Nasreddin Hoca, özellikle yaşamış olduğu çağdaki toplumsal yaraları sarmaktaki mahirliği ile dikkat çekmektedir. Zamanın yüksek tasavvufî zümrelerinin aksine, basit yönergeleri ve düşündürücü yüzleştirmeleri ile toplumun ahlaki değerlerindeki yozlaşmayı ironi ve telmihleriyle engellemeye çalışmasıyla birlikte metodik ve didaktik bir özgünlükle de “Horasan Erenleri” misyonuna farklı bir yorum getirmiştir. Yaygın kanaate göre sanıldığı gibi Nasreddin Hoca sadece mizah ustası ve alaycı bir kimse değildir. O gerçekte evliyalık mertebesine ulaşmış. Ancak bu sırrını örtmek için bağlısı olduğu Melameti-Horasan’i Neş’e gereği kendini cemiyet içerisine eritmiş. İnsanların aklından geçenleri kalp gözüyle yakinen keşfedip topluma “daha çok halka” İslam’ı çok tatlı bir üslup ile anlatmaya çalışmıştır. Nasreddin Hoca’nın bu anlamda İslam’ı tebliğ etmesindeki özgün metodu halen günümüzde ihtiyaç duyulan ve üzerindeki pedagojik araştırmalar yapılması gereken derunî epistemoloji ile karakterizedir.

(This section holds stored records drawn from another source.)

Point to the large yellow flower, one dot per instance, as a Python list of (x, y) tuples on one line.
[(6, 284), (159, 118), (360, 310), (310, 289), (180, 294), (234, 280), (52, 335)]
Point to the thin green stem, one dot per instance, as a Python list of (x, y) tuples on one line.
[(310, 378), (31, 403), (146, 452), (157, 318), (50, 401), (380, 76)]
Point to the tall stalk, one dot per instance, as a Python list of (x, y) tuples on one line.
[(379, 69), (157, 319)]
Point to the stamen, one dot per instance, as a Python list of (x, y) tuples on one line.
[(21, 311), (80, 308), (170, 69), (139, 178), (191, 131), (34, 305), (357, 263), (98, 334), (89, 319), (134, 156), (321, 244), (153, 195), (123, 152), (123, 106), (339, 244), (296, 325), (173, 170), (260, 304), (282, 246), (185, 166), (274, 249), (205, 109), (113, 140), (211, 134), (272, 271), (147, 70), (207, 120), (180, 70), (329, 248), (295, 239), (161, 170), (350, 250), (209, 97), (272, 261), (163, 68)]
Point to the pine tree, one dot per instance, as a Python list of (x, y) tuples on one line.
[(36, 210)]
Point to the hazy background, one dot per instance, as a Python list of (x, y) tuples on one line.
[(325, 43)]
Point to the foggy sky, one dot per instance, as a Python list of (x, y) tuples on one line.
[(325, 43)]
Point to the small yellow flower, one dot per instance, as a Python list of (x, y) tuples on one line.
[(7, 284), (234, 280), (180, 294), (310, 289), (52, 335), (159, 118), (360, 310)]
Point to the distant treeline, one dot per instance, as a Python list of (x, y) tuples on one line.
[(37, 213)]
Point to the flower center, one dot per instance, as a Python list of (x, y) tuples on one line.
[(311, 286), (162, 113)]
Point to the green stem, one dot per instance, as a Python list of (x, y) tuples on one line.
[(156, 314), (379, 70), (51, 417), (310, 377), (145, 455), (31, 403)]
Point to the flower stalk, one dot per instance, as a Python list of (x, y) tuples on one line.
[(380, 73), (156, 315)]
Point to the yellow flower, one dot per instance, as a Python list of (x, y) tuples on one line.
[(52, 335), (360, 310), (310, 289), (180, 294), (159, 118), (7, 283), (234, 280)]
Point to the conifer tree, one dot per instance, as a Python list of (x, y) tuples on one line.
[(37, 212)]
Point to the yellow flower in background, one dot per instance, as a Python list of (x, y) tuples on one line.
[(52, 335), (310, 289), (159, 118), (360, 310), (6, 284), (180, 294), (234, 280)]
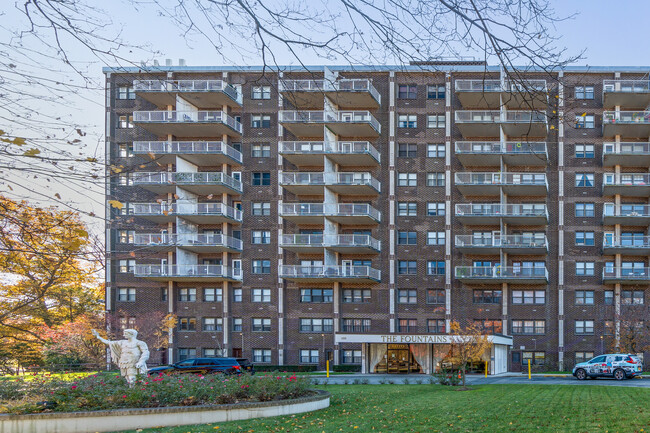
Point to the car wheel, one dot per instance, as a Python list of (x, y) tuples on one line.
[(619, 374)]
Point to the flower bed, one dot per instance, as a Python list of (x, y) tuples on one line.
[(105, 392)]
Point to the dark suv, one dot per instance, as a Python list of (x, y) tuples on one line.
[(200, 365)]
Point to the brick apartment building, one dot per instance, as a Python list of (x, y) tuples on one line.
[(350, 214)]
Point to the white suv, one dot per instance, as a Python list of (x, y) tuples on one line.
[(617, 365)]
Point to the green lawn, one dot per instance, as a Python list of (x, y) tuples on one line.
[(488, 408)]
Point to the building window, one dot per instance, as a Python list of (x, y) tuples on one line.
[(187, 324), (407, 121), (356, 296), (125, 92), (261, 324), (584, 326), (213, 324), (528, 326), (407, 179), (186, 295), (435, 92), (435, 238), (487, 296), (261, 295), (584, 209), (584, 179), (436, 150), (584, 92), (436, 326), (584, 297), (488, 326), (351, 357), (186, 353), (536, 358), (407, 325), (436, 296), (585, 122), (628, 297), (308, 356), (407, 91), (585, 268), (261, 92), (435, 209), (261, 208), (405, 208), (260, 121), (261, 267), (261, 178), (436, 121), (522, 297), (435, 179), (406, 238), (261, 150), (584, 150), (407, 267), (316, 295), (212, 295), (407, 296), (585, 238), (316, 325), (126, 295), (261, 237), (355, 325), (125, 122), (407, 150), (435, 267), (262, 356)]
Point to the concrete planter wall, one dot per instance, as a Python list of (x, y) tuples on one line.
[(131, 419)]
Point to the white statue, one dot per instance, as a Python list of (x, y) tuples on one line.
[(130, 355)]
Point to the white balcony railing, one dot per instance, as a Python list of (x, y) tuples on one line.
[(186, 148), (189, 117)]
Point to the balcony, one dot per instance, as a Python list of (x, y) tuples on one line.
[(513, 184), (201, 183), (493, 213), (358, 124), (188, 123), (514, 244), (626, 275), (627, 245), (341, 213), (626, 93), (627, 154), (314, 243), (195, 242), (492, 93), (501, 274), (627, 184), (626, 214), (489, 153), (206, 153), (313, 183), (200, 93), (344, 153), (319, 274), (488, 123), (188, 273), (345, 93), (196, 213), (627, 124)]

Nasreddin Hoca, Mogol istilasının neden olduğu psikososyal travmaları; belirsizliğin yaratmış olduğu güvensizliği, çıkarcılığı ve fırsatçılığı: halkın bu cendereler içerisinde yasamış olduğu tükenmişliği ve buna bağlı olarak gelişen kaderciliği (fatalizm),ve ayrıca çalışmamanın tembelliğin adet haline getirilmesini tatlı bir dille ve güçlü metaforlarla-adeta grup psikoterapileri uygulayarak-sağlamaya (iyileştirmeye) çalışmıştır. Bugün özellikle özgün bir terapi bir ekolü haline gelen psikotramanın grup psikoterapilerinin ve epistomolojisinin deki kurumsal argümanların yüzyıllarca önce Nasreddin Hoca tarafından kullanıldığını ve bu uygulamaya konulduğunu belirtmek zorundayız.